While I grew up with super strict rules & boundaries, to the point of rebelling, I think I've done a really good job of taking it down one or two notches while maintaining boundaries & expectations of my kids, Skids inculded.

What makes it super hard is when the BM & stepdad (and my inlaws)are ultra permissive & never say "No" so we come across as the over the top, "controlling" parents...

stepmomma trouble said...

Meow!!! I am lion stepmom! I was raised with HIGH expectations and I have the GPA and awards to show that my dad (who raised me on his own until he married and graced me with at stepmom)was not going to praise me just because I showed up to school. I had a job to pay for what I wanted and still managed to get a high GPA. I would be a tiger mom (tigers are my favorite animal) with the same expectations I had.

Peggy said...

I was raised with high expectations as well. And did the same with my daughters - although not so Tigerish...my girls did play - soccer, softball, track, etc...and they got above average grades.

And because I'm one of those high achieving types, Junior was no longer held to "low" expectations.

Yup - I was a Lion Stepmom and a mooshy Tiger Mama.

Great article Erin!

Lauren said...

I'm not impressed to see praise of Chua's article here. Frankly, I think the fact that her kids didn't turn out to be completely depressed, insecure pariahs is the result of a lucky coin toss. And while I'm not defending what she would call "westerized," lackadaisical parenting, I do think that there's a way to hold your kid (or stepkid, as the case may be) up to high standards without crushing their ego in the process. I sincerely respect the more Asian method of insisting on practice, repetition, etc., until mastery is achieved - but there is a) a point where it becomes harmful rather than helpful, and b) a positive way to do it. I realize that she makes the case that her daughters have never felt rejected or like they aren't good enough, but I don't think it's a stretch of anyone's imagination to say that now that they're successful at something (and adults or nearly adults), they can see the benefits of Chua's approach.

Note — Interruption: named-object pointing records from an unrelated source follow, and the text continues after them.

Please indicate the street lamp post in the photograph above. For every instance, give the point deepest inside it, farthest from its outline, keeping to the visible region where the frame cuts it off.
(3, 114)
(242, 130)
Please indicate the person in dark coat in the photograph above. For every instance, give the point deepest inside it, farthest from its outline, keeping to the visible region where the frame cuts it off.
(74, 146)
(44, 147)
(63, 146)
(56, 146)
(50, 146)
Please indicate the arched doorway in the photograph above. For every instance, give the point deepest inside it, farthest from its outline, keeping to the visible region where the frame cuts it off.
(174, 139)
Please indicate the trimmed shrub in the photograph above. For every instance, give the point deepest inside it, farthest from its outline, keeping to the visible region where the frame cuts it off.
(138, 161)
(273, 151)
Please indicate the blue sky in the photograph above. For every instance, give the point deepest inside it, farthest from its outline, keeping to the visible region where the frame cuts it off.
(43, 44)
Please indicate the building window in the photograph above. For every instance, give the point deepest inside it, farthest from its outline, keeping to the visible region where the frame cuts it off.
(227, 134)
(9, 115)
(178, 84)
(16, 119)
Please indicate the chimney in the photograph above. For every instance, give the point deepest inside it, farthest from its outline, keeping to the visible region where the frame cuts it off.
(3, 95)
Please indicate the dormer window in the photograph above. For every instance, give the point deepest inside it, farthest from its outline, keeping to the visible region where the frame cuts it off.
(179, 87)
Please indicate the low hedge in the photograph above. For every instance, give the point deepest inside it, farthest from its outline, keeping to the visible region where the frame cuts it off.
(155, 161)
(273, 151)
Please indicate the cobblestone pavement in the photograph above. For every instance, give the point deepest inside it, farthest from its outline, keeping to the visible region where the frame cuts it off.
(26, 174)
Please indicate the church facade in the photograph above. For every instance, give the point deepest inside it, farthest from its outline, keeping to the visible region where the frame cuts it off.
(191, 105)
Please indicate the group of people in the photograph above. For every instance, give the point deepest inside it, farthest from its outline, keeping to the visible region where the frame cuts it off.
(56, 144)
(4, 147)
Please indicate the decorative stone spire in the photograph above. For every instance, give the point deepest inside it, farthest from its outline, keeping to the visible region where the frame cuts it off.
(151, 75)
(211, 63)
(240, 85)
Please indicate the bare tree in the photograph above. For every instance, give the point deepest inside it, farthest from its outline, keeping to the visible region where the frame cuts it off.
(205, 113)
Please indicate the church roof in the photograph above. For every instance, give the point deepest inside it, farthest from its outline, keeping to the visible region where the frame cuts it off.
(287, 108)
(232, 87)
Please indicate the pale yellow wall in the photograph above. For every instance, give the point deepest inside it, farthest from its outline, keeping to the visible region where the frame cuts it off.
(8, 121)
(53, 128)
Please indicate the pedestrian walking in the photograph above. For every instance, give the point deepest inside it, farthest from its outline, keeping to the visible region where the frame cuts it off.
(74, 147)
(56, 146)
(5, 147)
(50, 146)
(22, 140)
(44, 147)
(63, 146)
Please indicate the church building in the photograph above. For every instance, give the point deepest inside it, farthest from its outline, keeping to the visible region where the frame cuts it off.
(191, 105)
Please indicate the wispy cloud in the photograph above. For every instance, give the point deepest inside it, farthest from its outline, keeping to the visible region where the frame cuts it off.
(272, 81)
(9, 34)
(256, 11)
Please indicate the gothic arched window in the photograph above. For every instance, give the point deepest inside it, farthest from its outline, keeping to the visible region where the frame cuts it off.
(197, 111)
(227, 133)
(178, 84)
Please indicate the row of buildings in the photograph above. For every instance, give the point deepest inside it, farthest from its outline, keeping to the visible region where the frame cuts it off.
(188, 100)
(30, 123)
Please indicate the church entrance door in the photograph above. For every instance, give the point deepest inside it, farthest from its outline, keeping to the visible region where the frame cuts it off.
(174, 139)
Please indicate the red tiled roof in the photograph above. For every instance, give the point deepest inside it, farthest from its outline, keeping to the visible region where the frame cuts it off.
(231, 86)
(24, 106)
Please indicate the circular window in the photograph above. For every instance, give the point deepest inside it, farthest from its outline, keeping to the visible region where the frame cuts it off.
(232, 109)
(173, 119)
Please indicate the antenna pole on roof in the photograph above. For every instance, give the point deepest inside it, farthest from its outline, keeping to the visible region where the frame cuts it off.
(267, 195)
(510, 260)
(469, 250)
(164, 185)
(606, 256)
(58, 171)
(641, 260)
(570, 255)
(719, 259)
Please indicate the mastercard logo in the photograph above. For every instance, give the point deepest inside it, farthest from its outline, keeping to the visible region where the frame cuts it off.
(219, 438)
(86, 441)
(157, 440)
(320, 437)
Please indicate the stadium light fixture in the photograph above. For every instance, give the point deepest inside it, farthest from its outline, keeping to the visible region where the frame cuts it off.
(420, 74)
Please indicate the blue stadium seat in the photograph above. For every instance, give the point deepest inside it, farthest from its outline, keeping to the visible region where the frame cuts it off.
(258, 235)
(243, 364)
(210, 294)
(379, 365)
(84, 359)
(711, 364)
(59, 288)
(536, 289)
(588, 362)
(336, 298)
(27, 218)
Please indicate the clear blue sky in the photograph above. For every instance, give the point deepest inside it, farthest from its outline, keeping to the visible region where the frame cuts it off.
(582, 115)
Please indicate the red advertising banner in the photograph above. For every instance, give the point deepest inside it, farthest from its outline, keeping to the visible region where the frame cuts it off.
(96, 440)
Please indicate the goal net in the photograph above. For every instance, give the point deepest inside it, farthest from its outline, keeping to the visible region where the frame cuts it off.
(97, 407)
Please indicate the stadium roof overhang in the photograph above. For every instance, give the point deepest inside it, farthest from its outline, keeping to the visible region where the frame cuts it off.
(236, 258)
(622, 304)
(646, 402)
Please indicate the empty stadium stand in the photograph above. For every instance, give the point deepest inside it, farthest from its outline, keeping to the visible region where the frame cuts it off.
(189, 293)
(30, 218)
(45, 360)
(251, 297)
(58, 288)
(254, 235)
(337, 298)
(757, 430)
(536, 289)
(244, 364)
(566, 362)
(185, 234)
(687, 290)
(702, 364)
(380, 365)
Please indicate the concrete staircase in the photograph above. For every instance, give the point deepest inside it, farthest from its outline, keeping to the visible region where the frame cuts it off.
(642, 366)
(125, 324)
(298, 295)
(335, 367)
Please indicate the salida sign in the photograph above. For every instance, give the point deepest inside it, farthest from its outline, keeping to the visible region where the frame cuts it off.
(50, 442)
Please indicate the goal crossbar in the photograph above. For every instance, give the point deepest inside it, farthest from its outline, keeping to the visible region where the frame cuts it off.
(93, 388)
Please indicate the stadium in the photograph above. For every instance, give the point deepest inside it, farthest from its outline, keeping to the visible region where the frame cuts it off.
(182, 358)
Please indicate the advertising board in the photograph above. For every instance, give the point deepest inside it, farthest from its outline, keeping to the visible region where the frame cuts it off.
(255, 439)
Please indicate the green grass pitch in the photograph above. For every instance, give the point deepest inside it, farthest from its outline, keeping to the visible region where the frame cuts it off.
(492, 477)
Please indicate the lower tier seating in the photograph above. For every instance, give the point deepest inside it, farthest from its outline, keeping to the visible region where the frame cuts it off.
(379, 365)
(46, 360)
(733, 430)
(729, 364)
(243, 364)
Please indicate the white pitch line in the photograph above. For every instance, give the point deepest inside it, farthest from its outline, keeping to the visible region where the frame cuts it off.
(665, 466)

Just so we're clear, I still set boundaries. I'm not always available to fix my kids' screw-ups (the two biokids and the stepkid), and I will impose consequences when natural consequences aren't getting the point across. I believe that if you're going to do a job (any job), it's not worth doing unless you're going to do it right. But I also want my kids to be speaking to me and their father when they are older and have a choice about where to spend their holidays, and so I choose my words, methods and battles carefully.

Erin said...

Lauren -- to each their own.

I grew up in strict households and would consider myself pretty successful. My parents set a lot of boundaries for me (and 18 years later, my brother and sister). They also pushed me and encouraged me to be the best. Failure has never really seemed like an option.

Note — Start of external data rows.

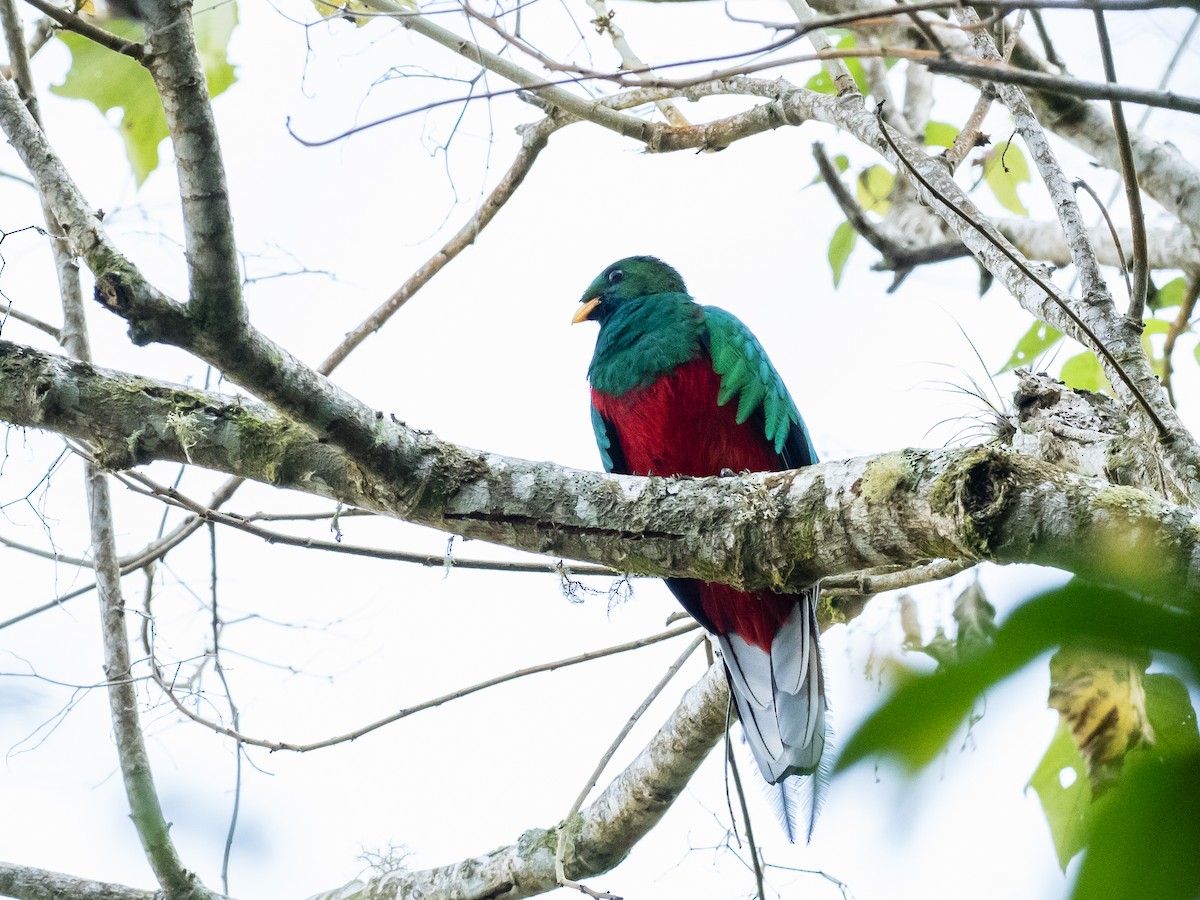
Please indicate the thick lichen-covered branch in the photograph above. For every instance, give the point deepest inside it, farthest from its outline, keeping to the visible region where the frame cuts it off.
(603, 833)
(775, 529)
(174, 63)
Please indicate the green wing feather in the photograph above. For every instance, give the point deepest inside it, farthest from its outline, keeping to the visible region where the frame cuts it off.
(747, 373)
(603, 441)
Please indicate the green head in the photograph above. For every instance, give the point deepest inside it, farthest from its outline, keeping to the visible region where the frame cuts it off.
(627, 280)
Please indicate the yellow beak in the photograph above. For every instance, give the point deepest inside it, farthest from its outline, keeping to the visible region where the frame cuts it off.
(585, 311)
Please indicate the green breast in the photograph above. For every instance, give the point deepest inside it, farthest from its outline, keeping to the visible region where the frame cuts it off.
(643, 339)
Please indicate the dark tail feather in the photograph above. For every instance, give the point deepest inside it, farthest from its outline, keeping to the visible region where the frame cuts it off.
(797, 801)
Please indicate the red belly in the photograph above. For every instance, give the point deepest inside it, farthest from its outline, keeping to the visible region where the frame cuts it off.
(675, 427)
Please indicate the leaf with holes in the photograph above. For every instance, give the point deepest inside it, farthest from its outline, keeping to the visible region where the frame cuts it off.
(1003, 169)
(111, 81)
(1035, 342)
(1061, 784)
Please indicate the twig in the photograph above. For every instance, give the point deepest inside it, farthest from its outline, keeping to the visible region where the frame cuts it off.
(844, 82)
(33, 321)
(85, 29)
(970, 137)
(298, 748)
(145, 809)
(234, 714)
(1053, 57)
(745, 816)
(564, 828)
(604, 23)
(1098, 346)
(1177, 328)
(897, 257)
(430, 561)
(876, 582)
(533, 141)
(1113, 231)
(1129, 174)
(214, 281)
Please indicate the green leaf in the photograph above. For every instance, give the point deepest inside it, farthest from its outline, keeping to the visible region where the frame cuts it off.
(111, 81)
(940, 135)
(1066, 807)
(348, 9)
(841, 161)
(1083, 372)
(1039, 339)
(1145, 834)
(1003, 169)
(1170, 294)
(1171, 715)
(822, 83)
(840, 245)
(874, 186)
(1153, 327)
(922, 715)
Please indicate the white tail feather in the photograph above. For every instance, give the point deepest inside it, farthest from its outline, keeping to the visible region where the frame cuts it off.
(780, 700)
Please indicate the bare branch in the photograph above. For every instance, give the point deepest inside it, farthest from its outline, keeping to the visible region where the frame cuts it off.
(85, 29)
(606, 829)
(214, 279)
(1129, 175)
(564, 831)
(304, 748)
(978, 503)
(630, 60)
(28, 882)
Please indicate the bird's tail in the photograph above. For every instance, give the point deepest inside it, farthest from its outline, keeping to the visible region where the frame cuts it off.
(785, 717)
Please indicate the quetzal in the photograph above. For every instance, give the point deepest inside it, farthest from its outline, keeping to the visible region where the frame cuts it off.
(683, 389)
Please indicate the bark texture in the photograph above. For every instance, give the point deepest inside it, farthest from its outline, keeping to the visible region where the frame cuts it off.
(780, 531)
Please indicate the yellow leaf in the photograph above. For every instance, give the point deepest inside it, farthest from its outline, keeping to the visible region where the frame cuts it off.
(1102, 699)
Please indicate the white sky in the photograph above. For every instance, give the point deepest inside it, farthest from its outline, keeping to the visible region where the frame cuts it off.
(485, 357)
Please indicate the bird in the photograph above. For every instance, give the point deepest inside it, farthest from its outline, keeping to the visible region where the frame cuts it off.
(683, 389)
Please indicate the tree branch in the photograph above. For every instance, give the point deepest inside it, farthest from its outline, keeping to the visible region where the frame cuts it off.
(174, 63)
(777, 529)
(28, 882)
(605, 832)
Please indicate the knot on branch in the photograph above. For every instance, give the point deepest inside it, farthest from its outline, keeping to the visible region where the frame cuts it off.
(113, 293)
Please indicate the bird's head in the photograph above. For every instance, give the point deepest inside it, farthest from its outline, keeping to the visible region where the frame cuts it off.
(625, 280)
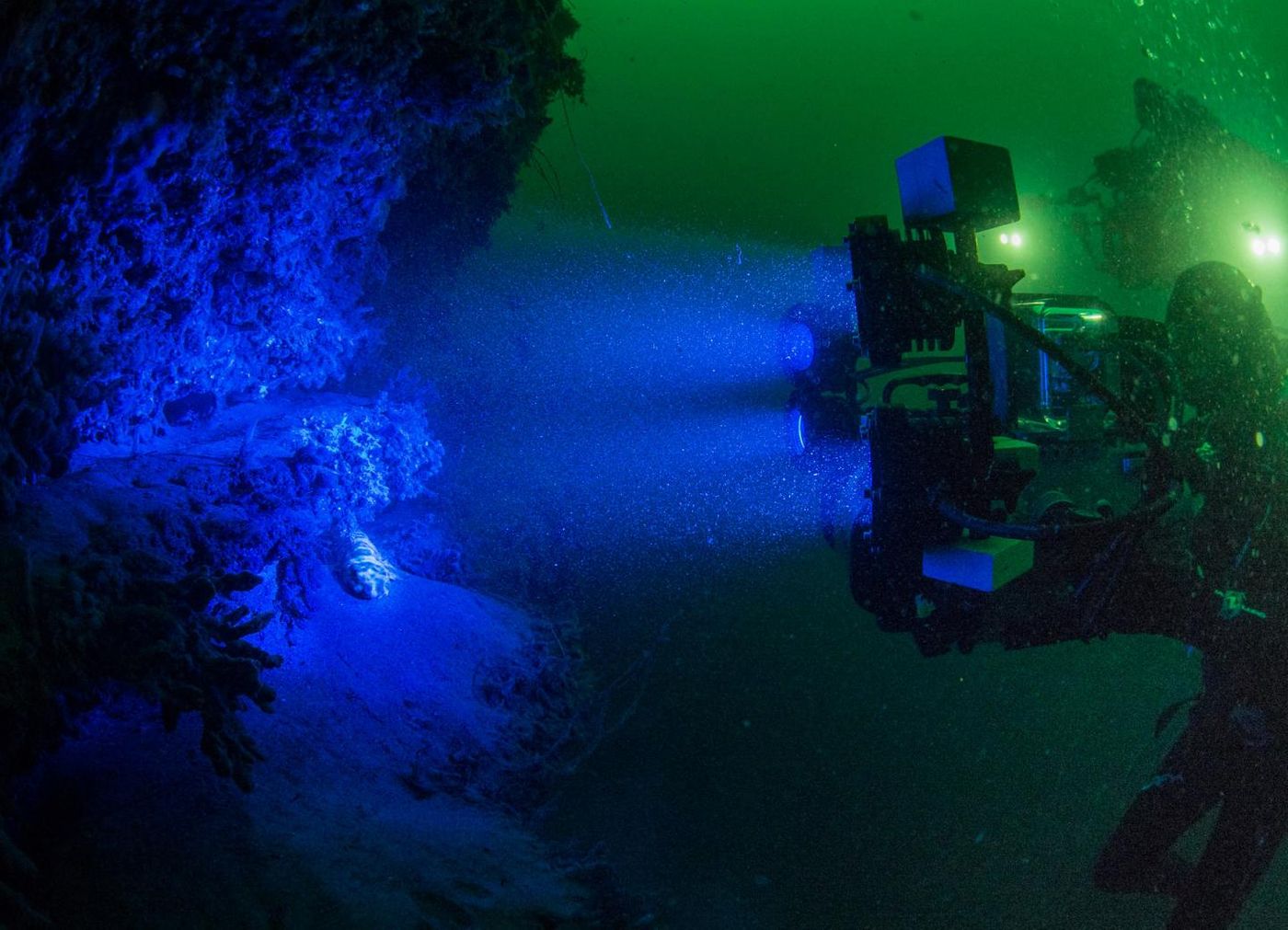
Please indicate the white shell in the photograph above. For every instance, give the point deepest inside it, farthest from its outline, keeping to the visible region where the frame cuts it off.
(366, 572)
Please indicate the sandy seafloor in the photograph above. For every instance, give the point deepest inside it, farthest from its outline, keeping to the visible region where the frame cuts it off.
(772, 760)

I think I correlate strict parenting and boundaries with successful kids (although I do think there is a fine line which Chau did cross). I'm pro-fun for myself and my stepkids but not without personal sacrafice and hard work first.

Lauren said...

Erin, boundaries - even ones that seem overly strict - are something I can buy in to. It seems like I was always the one with the parents that even my friends knew not to cross - but the standards fell between my adolescence and that of my siblings, and the results are noticeable. As a successful adult, I do appreciate it now, and that makes it easier for me to understand when my kids are quietly (or not so quietly) hating me for asking a lot of them. Furthermore, I can identify with failure not being an option, either - at times, I wonder if I've done something simply because I ask myself, "What kind of person gives up?"

I just don't love the unqualified glorification of Chua, mostly because I would agree that she crossed the line and I hate to think that other parents would assume that they have permission to be harsh because she did it, and look how her kids turned out! Either way, there's a lot in Chua's article and your post to discuss. As always, it's a pleasure to read your thoughts. Thanks for stimulating this discussion and giving stepmoms permission to expect a lot of their skids, too.

Jessica said...

Great post, Erin! I am definitely a Lion Stepmom.